In an instant Reed was on his feet and rocketing past her out the door. Martinez followed close behind.
"What happened?" demanded the Lieutenant, kneeling by Cormack. She was curled into a tight ball on the deckplating at the foot of the secondary control console. Her hands clutched at her head as if it might explode. He shot a quick look at Kemper, whose expression was baffled.
"I don't know, sir. I hailed sickbay. They're sending someone."
Cormack whimpered and curled her arms tighter over her head. She was saying something over and over and Malcolm leaned in to hear it. "Make it stop! Make it stop!" It was a pinched and high-pitched plea, little more than an agonized squeak.
Without a thought, Malcolm scooped her up in his arms.
"Sir?" began Kemper.
"We're not waiting for someone to get here," he said sharply and strode quickly to the door. "Martinez, you're in charge until I get back."
"Yes, sir," she answered.
Kemper followed Reed out into the corridor.
"Tell me what happened," the Lieutenant ordered.
"I don't know. I think she had a headache. She kept rubbing her head, and she sort of zoned out a couple of times."
"What are you-?" Stephanie began, her face pinched with pain. She hid her face against Malcolm's shoulder. "Make it stop."
"It's all right. I've got you," Reed tried to reassure her. He shot a look at Kemper. "Hail the lift! Stephanie? Can you hear me?" he asked her in a softer but no less urgent tone. She nodded weakly as he met her pained gaze. He gave her an encouraging smile that swiftly vanished in worry. "You're conscious." "Am I?" She squinted hazel eyes up at him and then looked to one side, seeming to focus on something hovering in mid-air.
Kemper moved past Reed but before he could hit the call button for the turbolift, the door opened and revealed med-tech Northfield.
"She collapsed," Reed said shortly, and pushed into the lift, forcing the woman to the back. Kemper stayed close and the little crowd ascended quickly to E-deck.

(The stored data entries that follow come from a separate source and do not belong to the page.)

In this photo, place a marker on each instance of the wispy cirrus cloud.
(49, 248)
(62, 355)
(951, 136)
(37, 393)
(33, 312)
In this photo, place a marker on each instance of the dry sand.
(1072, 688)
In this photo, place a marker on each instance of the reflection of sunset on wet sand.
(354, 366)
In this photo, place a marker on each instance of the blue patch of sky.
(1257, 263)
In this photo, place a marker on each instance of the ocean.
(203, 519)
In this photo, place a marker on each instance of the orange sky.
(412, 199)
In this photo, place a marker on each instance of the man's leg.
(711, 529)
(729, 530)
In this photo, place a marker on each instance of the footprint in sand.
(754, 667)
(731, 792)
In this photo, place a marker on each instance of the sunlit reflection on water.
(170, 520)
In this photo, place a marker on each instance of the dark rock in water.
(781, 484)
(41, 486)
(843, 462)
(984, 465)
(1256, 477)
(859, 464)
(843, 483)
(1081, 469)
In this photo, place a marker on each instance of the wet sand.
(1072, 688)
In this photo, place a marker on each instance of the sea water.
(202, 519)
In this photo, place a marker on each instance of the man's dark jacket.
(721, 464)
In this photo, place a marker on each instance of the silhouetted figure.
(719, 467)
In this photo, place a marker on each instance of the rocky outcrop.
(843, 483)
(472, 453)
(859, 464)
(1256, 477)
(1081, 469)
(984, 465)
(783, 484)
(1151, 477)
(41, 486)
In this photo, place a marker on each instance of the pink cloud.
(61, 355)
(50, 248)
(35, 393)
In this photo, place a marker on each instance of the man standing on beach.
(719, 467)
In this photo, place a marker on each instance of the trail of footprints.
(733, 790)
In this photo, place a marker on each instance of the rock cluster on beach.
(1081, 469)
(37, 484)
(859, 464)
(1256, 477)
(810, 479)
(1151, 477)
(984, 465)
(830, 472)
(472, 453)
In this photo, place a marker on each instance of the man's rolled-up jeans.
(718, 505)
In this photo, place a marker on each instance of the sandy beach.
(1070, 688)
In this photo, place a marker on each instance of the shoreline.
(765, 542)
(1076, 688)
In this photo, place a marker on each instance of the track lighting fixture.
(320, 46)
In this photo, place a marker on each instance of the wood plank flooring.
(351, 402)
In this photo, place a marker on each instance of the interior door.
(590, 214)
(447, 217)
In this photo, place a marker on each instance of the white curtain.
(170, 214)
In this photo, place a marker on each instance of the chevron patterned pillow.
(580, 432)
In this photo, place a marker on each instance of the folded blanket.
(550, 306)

In the cramped space, Northfield pulled a scanner from the case in her hand. "What was she doing before she collapsed?" she asked, as the lift doors opened again and they rushed down the corridor towards sickbay.
"Nothing." Kemper shook his head again. His tone and expression were tense. "We were discussing the Xindi attack. Talking. Running sims on the computer. That's all."
"Did she suffer any trauma that could have caused her to collapse?"
All the while Cormack muttered to herself. Malcolm thought he caught a familiar name, but he couldn't be certain. "Nearly there," he said in as calm a voice as he could manage. She gave no indication that she'd heard him.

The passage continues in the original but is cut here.